By this time, I think, the networks, newspapers and even the viewers were beginning to see the reality that Trump, the emperor, indeed has few clothes and rather dull teeth, through which he lies routinely. The timing for the Donald could not have been worse, since the week or so after the debate saw all sorts of facts surface about his taxes (special treatment, failure to pay any), business practices (bankruptcies, stiffing of contractors), attitude toward women (bad), and disregard for laws such as the Cuban embargo (a very sore spot for him in Florida).

If you follow polls -- say through Nate Silver's 538 -- you'll see that Trump is not faring well at all. The media, cowardly at first, are now appropriately giving the bully's treatment to the bully himself.

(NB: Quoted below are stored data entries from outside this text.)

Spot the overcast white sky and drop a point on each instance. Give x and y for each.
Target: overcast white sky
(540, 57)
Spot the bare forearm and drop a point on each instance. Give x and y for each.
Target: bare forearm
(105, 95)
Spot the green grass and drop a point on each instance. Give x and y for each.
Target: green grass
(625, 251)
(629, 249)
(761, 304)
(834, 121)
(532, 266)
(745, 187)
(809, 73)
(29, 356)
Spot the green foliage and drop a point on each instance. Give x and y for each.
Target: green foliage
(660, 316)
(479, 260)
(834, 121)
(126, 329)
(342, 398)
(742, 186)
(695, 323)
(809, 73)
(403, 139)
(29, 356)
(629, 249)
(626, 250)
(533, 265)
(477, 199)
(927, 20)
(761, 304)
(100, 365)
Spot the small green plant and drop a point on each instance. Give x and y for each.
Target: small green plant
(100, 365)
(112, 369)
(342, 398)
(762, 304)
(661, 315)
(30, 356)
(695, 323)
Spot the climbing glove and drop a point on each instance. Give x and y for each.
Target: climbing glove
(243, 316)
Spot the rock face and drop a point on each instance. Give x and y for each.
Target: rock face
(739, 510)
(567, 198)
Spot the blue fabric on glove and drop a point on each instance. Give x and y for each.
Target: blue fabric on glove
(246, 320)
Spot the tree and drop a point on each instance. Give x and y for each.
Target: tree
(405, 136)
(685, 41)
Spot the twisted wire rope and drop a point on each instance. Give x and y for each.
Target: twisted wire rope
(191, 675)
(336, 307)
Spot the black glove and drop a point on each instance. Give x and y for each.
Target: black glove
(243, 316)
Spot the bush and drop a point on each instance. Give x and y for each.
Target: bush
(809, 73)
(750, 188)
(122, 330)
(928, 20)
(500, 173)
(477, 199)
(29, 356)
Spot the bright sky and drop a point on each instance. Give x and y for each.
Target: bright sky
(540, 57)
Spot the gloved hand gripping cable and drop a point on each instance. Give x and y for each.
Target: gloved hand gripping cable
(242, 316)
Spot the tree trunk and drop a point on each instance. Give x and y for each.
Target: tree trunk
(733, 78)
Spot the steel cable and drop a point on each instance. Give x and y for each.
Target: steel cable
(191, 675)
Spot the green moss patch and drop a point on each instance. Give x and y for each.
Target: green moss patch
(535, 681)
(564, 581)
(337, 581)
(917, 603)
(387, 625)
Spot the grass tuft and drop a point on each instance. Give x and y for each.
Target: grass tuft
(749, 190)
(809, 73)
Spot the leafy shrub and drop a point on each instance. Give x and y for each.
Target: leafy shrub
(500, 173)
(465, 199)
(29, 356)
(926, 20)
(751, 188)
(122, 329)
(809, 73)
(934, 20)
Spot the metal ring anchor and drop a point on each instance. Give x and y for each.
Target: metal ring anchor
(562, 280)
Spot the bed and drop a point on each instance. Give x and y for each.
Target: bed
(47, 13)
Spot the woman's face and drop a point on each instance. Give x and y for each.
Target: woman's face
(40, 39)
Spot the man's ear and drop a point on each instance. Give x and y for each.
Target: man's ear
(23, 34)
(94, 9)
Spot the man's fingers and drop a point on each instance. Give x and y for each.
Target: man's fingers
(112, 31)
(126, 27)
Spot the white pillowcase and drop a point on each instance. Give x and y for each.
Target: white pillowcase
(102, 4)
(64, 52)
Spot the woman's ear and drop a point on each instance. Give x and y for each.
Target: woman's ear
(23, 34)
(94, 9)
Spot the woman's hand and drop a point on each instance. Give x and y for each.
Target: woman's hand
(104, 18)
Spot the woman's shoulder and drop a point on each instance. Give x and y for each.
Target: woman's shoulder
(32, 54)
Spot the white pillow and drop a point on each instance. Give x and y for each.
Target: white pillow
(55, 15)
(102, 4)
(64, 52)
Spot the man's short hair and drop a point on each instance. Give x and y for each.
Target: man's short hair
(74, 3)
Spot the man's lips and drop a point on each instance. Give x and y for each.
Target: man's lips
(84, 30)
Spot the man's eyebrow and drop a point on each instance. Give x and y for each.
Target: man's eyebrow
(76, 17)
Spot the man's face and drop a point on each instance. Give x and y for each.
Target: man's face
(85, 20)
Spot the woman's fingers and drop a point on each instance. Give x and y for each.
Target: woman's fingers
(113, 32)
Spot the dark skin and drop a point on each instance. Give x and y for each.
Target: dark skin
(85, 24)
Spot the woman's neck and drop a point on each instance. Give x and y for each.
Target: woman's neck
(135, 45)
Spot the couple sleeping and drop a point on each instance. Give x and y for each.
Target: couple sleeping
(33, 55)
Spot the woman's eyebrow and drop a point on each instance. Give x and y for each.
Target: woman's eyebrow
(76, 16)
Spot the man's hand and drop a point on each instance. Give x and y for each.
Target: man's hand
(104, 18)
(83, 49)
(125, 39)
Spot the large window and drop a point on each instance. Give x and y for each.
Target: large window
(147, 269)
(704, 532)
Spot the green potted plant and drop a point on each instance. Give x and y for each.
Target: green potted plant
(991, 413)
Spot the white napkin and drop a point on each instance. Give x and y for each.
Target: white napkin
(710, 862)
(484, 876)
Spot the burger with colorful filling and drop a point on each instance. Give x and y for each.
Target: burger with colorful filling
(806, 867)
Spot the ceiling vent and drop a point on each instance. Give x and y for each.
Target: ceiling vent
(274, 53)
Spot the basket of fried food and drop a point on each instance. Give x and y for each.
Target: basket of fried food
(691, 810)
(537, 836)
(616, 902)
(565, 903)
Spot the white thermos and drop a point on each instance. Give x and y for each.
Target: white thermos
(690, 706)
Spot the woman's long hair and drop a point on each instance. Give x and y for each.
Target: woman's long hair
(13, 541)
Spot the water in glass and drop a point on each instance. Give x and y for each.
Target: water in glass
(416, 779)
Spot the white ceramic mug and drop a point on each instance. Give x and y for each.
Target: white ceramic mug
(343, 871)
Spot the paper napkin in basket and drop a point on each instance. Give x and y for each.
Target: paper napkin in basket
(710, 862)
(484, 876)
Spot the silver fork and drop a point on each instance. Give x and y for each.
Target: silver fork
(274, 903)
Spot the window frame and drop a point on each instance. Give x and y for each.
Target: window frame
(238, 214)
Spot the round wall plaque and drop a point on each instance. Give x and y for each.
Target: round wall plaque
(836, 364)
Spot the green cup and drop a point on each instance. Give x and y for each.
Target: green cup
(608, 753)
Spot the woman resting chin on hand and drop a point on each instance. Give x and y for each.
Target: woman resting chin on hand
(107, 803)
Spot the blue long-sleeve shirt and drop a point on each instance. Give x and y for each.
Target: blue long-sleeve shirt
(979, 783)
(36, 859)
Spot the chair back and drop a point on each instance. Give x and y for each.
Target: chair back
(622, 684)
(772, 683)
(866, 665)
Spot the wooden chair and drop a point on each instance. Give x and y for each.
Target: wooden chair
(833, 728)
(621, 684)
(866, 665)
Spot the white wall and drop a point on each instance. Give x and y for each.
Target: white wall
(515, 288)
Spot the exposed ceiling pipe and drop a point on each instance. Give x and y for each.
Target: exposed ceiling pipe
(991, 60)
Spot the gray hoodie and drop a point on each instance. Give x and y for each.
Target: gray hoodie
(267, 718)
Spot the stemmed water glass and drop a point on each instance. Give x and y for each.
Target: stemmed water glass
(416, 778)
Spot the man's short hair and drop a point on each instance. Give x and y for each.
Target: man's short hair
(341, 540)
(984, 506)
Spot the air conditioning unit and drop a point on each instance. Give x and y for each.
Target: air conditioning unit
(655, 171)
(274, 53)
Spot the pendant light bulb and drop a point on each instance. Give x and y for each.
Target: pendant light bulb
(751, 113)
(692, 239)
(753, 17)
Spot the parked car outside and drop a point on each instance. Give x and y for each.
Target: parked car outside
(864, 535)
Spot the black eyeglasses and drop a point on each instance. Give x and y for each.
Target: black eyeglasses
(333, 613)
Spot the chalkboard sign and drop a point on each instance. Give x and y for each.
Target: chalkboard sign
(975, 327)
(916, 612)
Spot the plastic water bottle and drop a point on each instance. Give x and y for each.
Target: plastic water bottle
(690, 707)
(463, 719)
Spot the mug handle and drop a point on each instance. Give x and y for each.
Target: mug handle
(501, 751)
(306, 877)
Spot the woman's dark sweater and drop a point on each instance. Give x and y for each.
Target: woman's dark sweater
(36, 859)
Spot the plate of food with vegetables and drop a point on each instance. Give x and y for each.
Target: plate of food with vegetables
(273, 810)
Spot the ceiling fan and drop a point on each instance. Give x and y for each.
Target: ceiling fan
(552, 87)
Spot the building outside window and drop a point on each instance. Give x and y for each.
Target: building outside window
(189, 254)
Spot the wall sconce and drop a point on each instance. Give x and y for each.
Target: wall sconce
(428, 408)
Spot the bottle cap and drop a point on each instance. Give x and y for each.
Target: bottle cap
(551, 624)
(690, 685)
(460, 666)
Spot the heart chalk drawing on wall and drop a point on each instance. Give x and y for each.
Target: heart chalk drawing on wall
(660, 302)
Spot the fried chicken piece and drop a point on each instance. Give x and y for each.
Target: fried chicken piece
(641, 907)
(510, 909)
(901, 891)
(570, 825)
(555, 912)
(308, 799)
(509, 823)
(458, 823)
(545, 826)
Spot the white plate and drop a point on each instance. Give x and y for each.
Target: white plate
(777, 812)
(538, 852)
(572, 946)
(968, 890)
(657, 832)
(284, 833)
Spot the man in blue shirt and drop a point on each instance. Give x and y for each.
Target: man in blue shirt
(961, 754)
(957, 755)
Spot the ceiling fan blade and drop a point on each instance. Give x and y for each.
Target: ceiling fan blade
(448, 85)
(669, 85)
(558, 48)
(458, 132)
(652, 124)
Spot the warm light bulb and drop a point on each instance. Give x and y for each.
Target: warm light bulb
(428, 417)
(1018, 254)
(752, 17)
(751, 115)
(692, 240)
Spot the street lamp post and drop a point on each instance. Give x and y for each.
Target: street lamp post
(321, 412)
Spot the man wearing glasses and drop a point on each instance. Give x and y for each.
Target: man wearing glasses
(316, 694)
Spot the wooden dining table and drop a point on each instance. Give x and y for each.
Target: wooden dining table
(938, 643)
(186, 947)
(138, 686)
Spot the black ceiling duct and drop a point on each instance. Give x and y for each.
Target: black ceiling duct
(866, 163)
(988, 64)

Couldn't have happened to a nicer guy.

It ain't over yet, but I'm beginning to be happier with my statements from last April...

Friday, May 6, 2016

R.I.P. Daniel Berrigan

He was a person many of us respected for his anti-war beliefs and for his activism. The religion that informed his pacifist acts was not the religiosity that is easy to despise, but the kind of belief in what is "right" that didn't seem, to me at least, to be religion at all, but a kind of mystical humanism. (I'm sure he would strongly disagree!) Similarly, his anti-abortion stance -- and fight against Planned Parenthood, e.g. -- was not the cheap stance of a Ted Cruz but rather a principled opposition that one could disagree with (as I did and do) but can't dismiss philosophically.